The guardsmen were cooking their breakfast around fires kindled within hearthstones laid at the far end, but the cooks, and those who were carrying water to the animals, stared in fear at the water flowing from the pipes: thick, red, and sluggish, with the color, the consistency, and even the smell of freshly spilled blood. Allart, coming to see, looked at the frightened faces of the guardsmen and soldiers, and knew that this was serious. The success in outlasting a siege depended almost entirely on the water supply. If Scathfell had somehow managed to contaminate the springs which watered the castle, they could not hold out more than a day or two. Before sunset some of the animals would begin to die; then the children. There was nothing but surrender before them.
He looked at the stuff flowing from the pipes. “Is it only this spring? Or is the other one, which runs into the castle, contaminated also?” he asked.
One of the men spoke up. “I went into the kitchens, Dom Allart, and it’s jus
t like this.”
Dom Mikhail, hastily summoned, bent over the stuff, let it run into his hand, grimacing at the thick texture and the smell; then experimentally lifted his hand to his mouth to taste. After a moment he shrugged, spit it out.
“How did they get at the wells, I wonder? The answer to that is that they could not; and therefore they did not.” He touched the matrix about his neck. He took another mouthful and when he spit it out the water ran clear from his lips.
“Illusion,” he said. “A remarkably realistic and disgusting illusion, but illusion nevertheless. The water is clean and wholesome; they have only set a spell on it so that it looks, and tastes, and worst of all smells like blood.”
Allart bent to sip the stuff, feeling the surge of nausea because to all appearances he was drinking a stream of fresh blood… but it was water to the texture and feel, despite the sickening smell and taste.
“Is this to be witch-war, then?” the guard demanded, shaking his head in consternation. “Nobody can drink that stuff.”
“I tell you, it’s water, and perfectly good water,” Aldaran said impatiently. “They’ve just made it look like blood.”
“Aye, Lord, and smell and taste,” said the cook. “I tell you—none will drink of it.”
“You’ll drink of it or go dry,” Donal said impatiently. “It’s all in your mind, man; your throat will feel it as water, whatever the look of it.”
“But the beasts will not drink of it, either,” said one of the men, and indeed they could hear the noises of restless animals from inside the barns and stables, some of them kicking and rearing.

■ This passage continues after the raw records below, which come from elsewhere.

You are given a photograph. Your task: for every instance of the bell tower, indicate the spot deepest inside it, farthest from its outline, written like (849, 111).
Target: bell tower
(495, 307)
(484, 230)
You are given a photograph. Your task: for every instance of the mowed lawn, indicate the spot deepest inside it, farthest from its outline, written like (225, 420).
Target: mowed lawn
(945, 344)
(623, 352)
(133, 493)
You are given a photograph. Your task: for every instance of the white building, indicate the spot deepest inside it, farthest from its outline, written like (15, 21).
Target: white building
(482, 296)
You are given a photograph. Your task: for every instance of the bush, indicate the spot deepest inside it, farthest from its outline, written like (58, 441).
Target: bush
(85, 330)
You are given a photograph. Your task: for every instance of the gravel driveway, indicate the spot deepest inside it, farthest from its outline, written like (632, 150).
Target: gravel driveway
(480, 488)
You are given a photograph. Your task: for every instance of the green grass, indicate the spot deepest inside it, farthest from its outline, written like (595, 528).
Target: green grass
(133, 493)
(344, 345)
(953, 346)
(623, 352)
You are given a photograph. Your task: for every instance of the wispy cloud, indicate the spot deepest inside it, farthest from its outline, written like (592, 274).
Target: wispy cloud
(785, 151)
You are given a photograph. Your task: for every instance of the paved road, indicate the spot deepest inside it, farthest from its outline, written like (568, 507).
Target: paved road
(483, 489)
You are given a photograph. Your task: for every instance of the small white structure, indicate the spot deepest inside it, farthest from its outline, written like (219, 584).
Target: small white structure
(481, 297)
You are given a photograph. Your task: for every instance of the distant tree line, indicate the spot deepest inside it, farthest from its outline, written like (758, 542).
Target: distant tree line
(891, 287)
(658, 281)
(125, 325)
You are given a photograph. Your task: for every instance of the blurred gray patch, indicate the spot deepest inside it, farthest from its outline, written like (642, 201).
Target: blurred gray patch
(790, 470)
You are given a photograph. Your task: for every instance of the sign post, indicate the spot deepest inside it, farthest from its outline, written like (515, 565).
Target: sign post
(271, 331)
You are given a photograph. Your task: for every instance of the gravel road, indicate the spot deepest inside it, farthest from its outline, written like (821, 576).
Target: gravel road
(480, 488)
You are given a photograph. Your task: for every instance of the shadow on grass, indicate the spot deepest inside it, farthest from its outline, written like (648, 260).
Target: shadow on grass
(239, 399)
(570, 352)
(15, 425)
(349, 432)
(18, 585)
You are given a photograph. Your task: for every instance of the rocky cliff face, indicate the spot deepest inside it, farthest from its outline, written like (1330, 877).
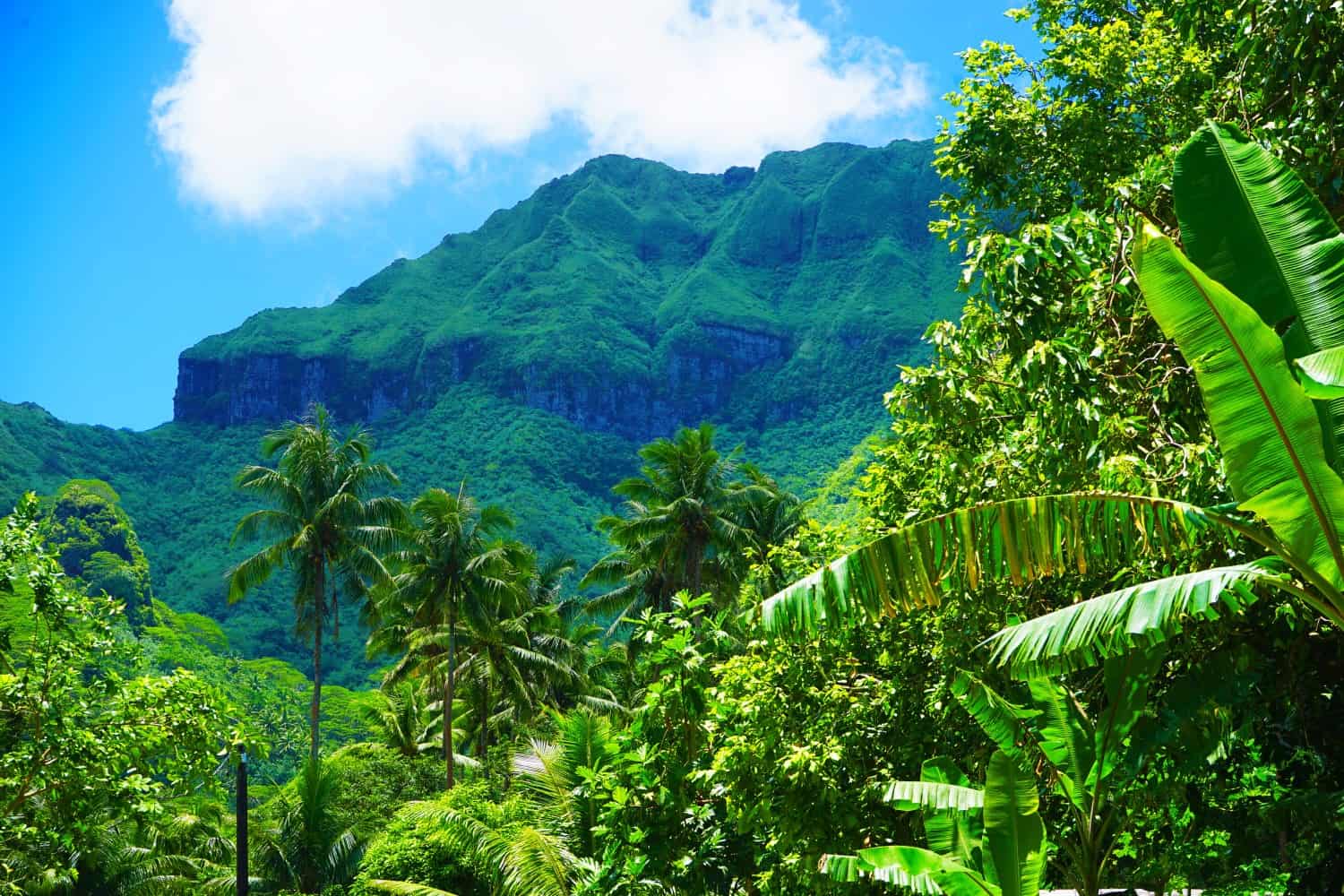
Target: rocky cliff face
(626, 297)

Allart thought, Yes, this is serious. All beasts fear the blood-smell. Furthermore, the men here are afraid, so we must show them quickly that they need not fear such things.

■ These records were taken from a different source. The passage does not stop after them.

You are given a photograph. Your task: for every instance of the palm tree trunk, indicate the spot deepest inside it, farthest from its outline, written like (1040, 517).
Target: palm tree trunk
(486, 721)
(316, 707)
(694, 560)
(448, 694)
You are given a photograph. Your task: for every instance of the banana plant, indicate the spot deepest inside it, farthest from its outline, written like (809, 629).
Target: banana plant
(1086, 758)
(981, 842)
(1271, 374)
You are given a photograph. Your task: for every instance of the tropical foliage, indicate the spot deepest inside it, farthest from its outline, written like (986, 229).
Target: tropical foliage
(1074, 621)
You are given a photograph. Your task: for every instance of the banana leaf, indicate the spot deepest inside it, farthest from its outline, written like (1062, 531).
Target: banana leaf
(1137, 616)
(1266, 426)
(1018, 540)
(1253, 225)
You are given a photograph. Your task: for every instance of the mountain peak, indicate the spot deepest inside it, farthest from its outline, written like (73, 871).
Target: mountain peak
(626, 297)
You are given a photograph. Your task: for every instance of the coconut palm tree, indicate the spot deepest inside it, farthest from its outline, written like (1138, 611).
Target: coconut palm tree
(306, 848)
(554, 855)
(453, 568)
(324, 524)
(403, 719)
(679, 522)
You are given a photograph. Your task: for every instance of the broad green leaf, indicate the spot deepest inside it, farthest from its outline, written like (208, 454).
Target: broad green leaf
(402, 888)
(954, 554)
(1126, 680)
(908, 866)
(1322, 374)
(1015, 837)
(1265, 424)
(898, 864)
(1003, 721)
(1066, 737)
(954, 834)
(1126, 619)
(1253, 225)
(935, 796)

Aldaran said, sighing, “Well, well, I had hoped we could simply ignore it, let them think their spell had no effect.” But while they might at last coax or persuade the men to ignore the look and taste of the water, the effort of this would sap their morale. And the animals could not be persuaded by reason to ignore it. To them, smell and taste were the reality of the water, and they might easily die of thirst within reach of all the water they could drink, rather than violate their instincts by drinking what their senses told them was freshly spilled blood.